Poseurs in uproar over David Williamson's play "Don Parties On"



The "superior" people despise anything that is popular. The fact that Williamson is as Leftist as they are doesn't save him. Being popular is the unforgiveable sin to their envious minds.

That any theatre company would knock back the opportunity to stage a new Williamson play is almost inconceivable, particularly a sequel to his most famous play. It shows how deep their hate and envy is.
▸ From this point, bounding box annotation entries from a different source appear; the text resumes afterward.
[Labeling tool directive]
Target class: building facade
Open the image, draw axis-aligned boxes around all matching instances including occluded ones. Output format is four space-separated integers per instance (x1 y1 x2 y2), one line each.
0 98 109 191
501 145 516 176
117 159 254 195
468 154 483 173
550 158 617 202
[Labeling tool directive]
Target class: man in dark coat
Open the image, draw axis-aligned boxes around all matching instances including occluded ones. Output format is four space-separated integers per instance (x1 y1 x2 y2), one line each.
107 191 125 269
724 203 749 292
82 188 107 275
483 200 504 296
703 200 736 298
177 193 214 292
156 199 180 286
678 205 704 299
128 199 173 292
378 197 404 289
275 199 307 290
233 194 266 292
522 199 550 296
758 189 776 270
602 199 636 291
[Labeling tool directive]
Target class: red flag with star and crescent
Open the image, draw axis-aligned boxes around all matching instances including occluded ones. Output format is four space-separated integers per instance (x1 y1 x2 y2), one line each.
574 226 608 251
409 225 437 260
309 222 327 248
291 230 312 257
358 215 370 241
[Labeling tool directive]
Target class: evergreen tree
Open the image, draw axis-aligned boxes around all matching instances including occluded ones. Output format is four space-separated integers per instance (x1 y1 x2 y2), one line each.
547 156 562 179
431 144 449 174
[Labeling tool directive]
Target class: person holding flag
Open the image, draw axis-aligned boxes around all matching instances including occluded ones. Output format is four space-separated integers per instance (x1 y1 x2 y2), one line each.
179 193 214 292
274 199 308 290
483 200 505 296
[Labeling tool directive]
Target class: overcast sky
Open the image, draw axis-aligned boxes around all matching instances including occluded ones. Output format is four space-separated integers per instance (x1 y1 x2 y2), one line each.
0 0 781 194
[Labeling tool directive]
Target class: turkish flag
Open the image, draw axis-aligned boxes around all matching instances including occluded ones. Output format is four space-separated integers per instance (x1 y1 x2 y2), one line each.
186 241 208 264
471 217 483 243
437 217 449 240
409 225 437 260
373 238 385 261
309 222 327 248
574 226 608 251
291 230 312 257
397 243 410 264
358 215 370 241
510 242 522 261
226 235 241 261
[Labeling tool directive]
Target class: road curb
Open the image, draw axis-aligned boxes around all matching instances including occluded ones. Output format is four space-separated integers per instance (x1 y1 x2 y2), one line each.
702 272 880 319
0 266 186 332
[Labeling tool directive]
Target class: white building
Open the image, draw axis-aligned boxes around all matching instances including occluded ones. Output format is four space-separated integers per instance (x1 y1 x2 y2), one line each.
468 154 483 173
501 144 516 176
Although he is a Leftist, Williamson is a brilliant and accurate observer of Australians, so when he puts our follies in front of us, that makes us laugh.




Miranda Devine

At the opening night last week of David Williamson's latest play, Don Parties On, the Sydney audience was laughing so much at times the actors had to repeat their lines. Bruised from a bashing by Melbourne's black turtleneck theaterati, Williamson - Australia's most successful playwright - laughed along and looked utterly delighted at the reaction to his sequel to the iconic 1971 Don's Party.

During the curtain call and extended applause, Garry McDonald, who plays Don, gestured at Williamson from the stage. The applause ratcheted up so much that Williamson got to his feet and waved at the cheering crowd. Bob Hawke - one of a dozen politicians in the audience - even stood to applaud the maligned playwright.

The reaction was hardly what one snide reviewer the next day described as a few cheap chuckles. And what a difference it was to the thin-lipped, crossed-armed reaction on Melbourne's opening night.

But disparaging Williamson has become a badge of belonging in the arts world, despite the fact his plays have kept Australian theatre solvent for more than 30 years. His work is slammed as too bourgeois, too commercial, too accessible to mainstream audiences.

One particularly bilious online critique described Williamson as an "ageing irrelevance" whose writing was "fat, lazy and stupid". Williamson was so wounded he wrote hundreds of words in blog comments in reply, his graciousness being a credit to him.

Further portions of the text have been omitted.